Il résulte également de l’activité soutenue dans le contentieux du séjour et de l’éloignement des étrangers, des bénéficiaires d’aides sociales, de la fonction publique, de la police ou de l’urbanisme. Le tribunal a ainsi été, tour à tour, juge du quotidien, appelé à apporter des solutions à des litiges individuels révélant des problèmes d’organisation administrative et juge d’affaires liées aux enjeux du territoire, sur de grands projets d’aménagement s’agissant par exemple du terminal méthanier flottant du Havre ou encore de la construction de 90 logements à Bihorel. Il a, enfin, tranché des questions juridiques nouvelles en fiscalité ou en fonction publique.
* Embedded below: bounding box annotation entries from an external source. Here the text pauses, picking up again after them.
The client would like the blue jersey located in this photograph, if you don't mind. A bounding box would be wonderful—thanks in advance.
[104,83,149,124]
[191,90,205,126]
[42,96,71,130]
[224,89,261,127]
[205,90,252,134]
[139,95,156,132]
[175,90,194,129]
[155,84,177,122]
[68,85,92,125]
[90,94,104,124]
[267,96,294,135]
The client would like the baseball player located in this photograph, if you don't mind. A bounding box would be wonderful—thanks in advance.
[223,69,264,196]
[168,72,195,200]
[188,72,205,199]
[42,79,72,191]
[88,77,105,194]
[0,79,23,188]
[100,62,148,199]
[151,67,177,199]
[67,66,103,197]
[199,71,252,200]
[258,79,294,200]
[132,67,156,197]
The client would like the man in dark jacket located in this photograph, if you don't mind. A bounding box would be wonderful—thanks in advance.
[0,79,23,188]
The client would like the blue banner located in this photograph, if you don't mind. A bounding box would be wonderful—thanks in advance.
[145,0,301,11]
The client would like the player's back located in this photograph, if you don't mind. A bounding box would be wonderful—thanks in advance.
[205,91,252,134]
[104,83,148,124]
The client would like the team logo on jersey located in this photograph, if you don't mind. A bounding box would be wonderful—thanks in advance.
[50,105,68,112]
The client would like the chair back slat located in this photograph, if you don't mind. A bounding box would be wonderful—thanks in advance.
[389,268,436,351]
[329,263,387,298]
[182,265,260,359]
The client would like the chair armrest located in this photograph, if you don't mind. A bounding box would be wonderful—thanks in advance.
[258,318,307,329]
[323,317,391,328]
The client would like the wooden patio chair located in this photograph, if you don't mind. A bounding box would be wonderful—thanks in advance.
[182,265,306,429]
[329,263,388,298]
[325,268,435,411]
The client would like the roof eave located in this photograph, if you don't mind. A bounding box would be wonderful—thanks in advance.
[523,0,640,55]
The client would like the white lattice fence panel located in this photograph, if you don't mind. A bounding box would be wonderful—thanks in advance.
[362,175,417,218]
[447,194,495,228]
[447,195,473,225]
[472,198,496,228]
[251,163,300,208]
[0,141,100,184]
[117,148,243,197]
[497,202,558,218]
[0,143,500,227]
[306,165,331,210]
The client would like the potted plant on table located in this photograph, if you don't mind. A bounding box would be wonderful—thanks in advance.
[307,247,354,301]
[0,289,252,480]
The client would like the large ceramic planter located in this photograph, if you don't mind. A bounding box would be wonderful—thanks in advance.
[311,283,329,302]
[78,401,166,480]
La nette progression des affaires jugées a permis de maintenir un délai de jugement moyen de moins de huit mois. Grâce aux efforts collectifs, le nombre des litiges les plus anciens a fortement diminué. Enfin, le traitement par le tribunal d’une partie des demandes d’aides juridictionnelles en lien avec le tribunal judiciaire du Rouen a permis d’accélérer les délais de jugement.
Cette année encore, la médiation a permis de résoudre à l’amiable un nombre important de litiges. Les excellents résultats en ce domaine reflètent l’implication des Barreaux et des administrations locales comme la grande qualité des médiateurs.
Tout au long de l’année, le tribunal a contribué au rayonnement de la juridiction administrative auprès du grand public. À cet égard, le conseil de juridiction, organisé pour la première fois au tribunal, a permis des échanges riches avec les élus, les administrations, les Barreaux, les universitaires et d’autres acteurs de la vie locale sur le thème de l’inflation normative.